I terrazzamenti con muri a secco di Linescio, Valmaggia.

Viticoltura eroica pre-alpina

Muretti a secco: nei vigneti più impervi e difficili da lavorare si nasconde un patrimonio culturale e ambientale.

Una gran parte dei vigneti ticinesi sono situati in collina e spesso su pendii assai ripidi che ne limitano la lavorazione meccanica. L’importanza del mantenimento di una viticoltura così eroica, oltre che per l’ottima qualità delle uve ottenuta, sta anche nel fatto di preservare l’erosione del suolo. Quasi un migliaio di km di muri a secco sono sparsi su tutto il cantone e la loro manutenzione è affidata in primis ai viticoltori e agricoltori. Un lavoro oneroso, si calcola circa 700.–/1000.– franchi al metro cubo a seconda della loro ubicazione. Conservarli è una vera arte. Si deve conoscere il taglio della pietra che deve incastrarsi in modo perfetto. Un lavoro necessario per la salvaguardia di un paesaggio di qualità. Questi muri a secco rivestono una notevole importanza dal punto di vista naturalistico. Gli spazi liberi presenti tra i sassi rappresentano, infatti, uno spazio vitale per molte specie di animali (insetti, ragni, lumache, rettili, anfibi) e vegetali. La particolarità dei muri a secco è anche la presenza, in uno spazio ristretto, di una varietà di microclimi, con un’alternanza di spazi caldi, freddi, umidi, aridi, soleggiati e ombreggiati. Se qualcuno desiderasse conoscere la tecnica di costruzione di questi muri, un corso è organizzato dall’UTC di Chiasso e si svolgerà dal 20 al 24 luglio.

Millenario campano




È dal 1978 che l’azienda vitivinicola Terredora si è concentrata sulla riscoperta di uno dei più antichi vitigni autoctoni della regione Campania: il Greco, producendo a Montefusco il Greco di Tufo Loggia della Serra. Un vino ricco di personalità e complessità aromatica grazie al fortunato matrimonio tra il millenario vitigno Greco e le caratteristiche del suolo argilloso e calcareo delle alte colline della provincia di Avellino.
Il suo color giallo paglierino si unisce ai sentori fruttati di mela, pesca e albicocca nonché a note più minerali che conferiscono un’ottima freschezza. Morbido e persistente, esalta primi di pasta, crostacei, pesci alla griglia, pollame e, perché no, una tipica mozzarella di bufala.

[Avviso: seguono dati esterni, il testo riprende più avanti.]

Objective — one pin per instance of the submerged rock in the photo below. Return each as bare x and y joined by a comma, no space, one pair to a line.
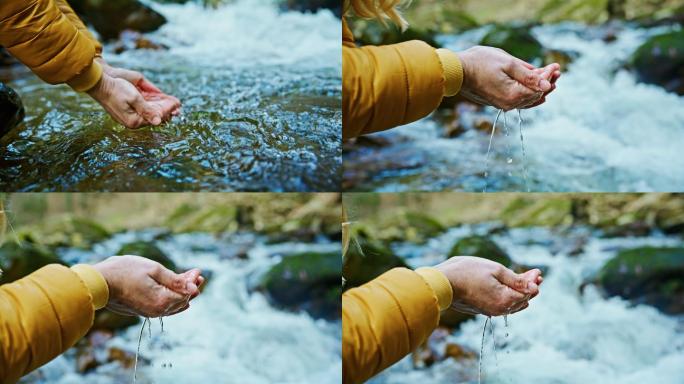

Esistono principalmente due tipi di potatura in vigna: quella invernale e quella estiva. La seconda, si chiama anche potatura verde perché interessa la parte erbacea della pianta – a differenza della prima, che incide sulla struttura lignificata –. Serve a concentrare le energie della vite in modo giusto (nei tralci che daranno frutti), regola l’esposizione dell’apparato fogliare e dei grappoli alla luce ed è strutturata in modo che l’uva non sia troppa e non venga soffocata dalla vegetazione e sia arieggiata.